Szczycieńscy policjanci definitywnie rozstali się ze starą komendą na ul. Andersa i przenieśli się do nowej siedziby na ul. Piłsudskiego. Na razie nie wiadomo jeszcze, co stanie się z opuszczonym przez nich i znajdującym się w fatalnym stanie technicznym budynkiem.

Policja po przeprowadzce

Piłsudskiego 39 to od początku tego roku nowy adres Komendy Powiatowej Policji w Szczytnie. W ostatnich dniach grudnia policjanci na dobre już przenieśli się do nowo wybudowanej siedziby. Przez kilka lat, kiedy trwała budowa obiektu, część komendy urzędowała jeszcze w starym, pozostała – w adaptowanym na potrzeby policji budynku dawnej przychodni WSPol. Teraz szczycieńscy funkcjonariusze mają do dyspozycji zdecydowanie większą powierzchnię oraz lepsze warunki do pracy. Obiekt na ul. Piłsudskiego spełnia wszelkie europejskie standardy dotyczące pomieszczeń dla osób zatrzymanych czy służących obsłudze interesantów. Wybudowano też nowe garaże oraz miejsca dla psów.

- Już widzimy, że w porównaniu ze starym budynkiem jest zdecydowanie lepiej. Tamten groził katastrofą budowlaną – mówi zastępca komendanta powiatowego policji w Szczytnie Zbigniew Waleszczyński. Oficjalne otwarcie nowej komendy odbędzie się 22 stycznia.

Na razie nie wiadomo jeszcze, co stanie się z opuszczonym przez policję a należącym do Skarbu Państwa budynkiem na ul. Andersa. Podobnie wygląda sytuacja z przylegającym do niego obiektem będącym własnością miasta, gdzie siedzibę miała Straż Miejska.

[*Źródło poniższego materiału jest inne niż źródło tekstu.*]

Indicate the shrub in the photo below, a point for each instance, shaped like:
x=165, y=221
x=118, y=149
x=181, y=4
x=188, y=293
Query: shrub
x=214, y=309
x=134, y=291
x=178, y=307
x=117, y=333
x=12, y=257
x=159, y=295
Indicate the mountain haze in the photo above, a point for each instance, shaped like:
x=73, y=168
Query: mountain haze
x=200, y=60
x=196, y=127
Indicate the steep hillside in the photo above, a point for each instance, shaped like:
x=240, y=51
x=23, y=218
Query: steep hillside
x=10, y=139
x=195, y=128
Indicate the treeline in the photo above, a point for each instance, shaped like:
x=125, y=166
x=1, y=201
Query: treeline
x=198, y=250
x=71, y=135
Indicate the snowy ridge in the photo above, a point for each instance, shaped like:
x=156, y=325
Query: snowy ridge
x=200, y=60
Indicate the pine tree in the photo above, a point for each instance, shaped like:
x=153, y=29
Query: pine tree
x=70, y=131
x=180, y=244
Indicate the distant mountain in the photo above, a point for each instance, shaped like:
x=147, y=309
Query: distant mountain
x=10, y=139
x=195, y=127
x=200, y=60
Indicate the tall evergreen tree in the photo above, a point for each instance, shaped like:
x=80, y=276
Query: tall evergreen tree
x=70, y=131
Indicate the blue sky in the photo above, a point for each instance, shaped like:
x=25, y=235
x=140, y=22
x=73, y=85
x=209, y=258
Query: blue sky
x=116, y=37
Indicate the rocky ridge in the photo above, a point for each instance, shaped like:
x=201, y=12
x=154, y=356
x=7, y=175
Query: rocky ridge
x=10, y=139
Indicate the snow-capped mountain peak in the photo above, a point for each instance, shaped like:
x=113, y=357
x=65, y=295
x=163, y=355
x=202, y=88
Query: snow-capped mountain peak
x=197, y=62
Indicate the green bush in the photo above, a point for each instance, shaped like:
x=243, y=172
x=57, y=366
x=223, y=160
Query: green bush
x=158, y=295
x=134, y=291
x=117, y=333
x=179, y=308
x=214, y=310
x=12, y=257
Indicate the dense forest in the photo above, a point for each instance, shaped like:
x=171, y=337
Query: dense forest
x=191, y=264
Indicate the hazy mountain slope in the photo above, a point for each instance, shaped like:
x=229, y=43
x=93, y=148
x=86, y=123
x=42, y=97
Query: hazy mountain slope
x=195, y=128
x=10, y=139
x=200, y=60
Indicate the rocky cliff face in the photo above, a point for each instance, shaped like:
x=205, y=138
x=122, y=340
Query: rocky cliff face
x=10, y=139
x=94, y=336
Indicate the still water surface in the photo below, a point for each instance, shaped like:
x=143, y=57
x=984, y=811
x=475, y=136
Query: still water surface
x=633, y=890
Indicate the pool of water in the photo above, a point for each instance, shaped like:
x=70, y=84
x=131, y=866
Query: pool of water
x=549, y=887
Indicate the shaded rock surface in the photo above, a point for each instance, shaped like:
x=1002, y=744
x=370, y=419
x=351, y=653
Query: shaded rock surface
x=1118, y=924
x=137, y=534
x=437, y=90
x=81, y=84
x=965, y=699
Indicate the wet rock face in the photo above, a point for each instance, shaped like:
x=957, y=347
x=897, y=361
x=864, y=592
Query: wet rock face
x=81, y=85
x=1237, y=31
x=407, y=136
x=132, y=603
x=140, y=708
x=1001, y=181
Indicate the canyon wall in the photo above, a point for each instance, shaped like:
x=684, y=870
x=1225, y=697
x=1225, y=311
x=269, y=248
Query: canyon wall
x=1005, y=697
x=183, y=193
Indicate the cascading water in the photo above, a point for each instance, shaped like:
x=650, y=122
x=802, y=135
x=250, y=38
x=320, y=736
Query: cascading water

Przypomnijmy, że przenosi się ona do pomieszczeń w ratuszu zwolnionych przez Gminę Szczytno.

- Najpierw musimy uruchomić procedurę służącą uregulowaniu kwestii własnościowych, a dopiero potem poszukamy jakiegoś przeznaczenia dla tego obiektu – mówi wiceburmistrz Szczytna Krzysztof Kaczmarczyk, dodając, że piłka jest teraz po stronie powiatu, który powinien w tej sprawie porozumieć się ze Skarbem Państwa. Przyznaje jednak, że znalezienie nowego przeznaczenia kamienicy na ul. Andersa nie będzie łatwe, głównie ze względu na jej fatalny stan techniczny.

- Najłatwiej byłoby to wyburzyć i wystawić działkę na sprzedaż, ale nie wiemy, czy na takie rozwiązanie zgodę wyrazi konserwator zabytków – słyszymy od wiceburmistrza.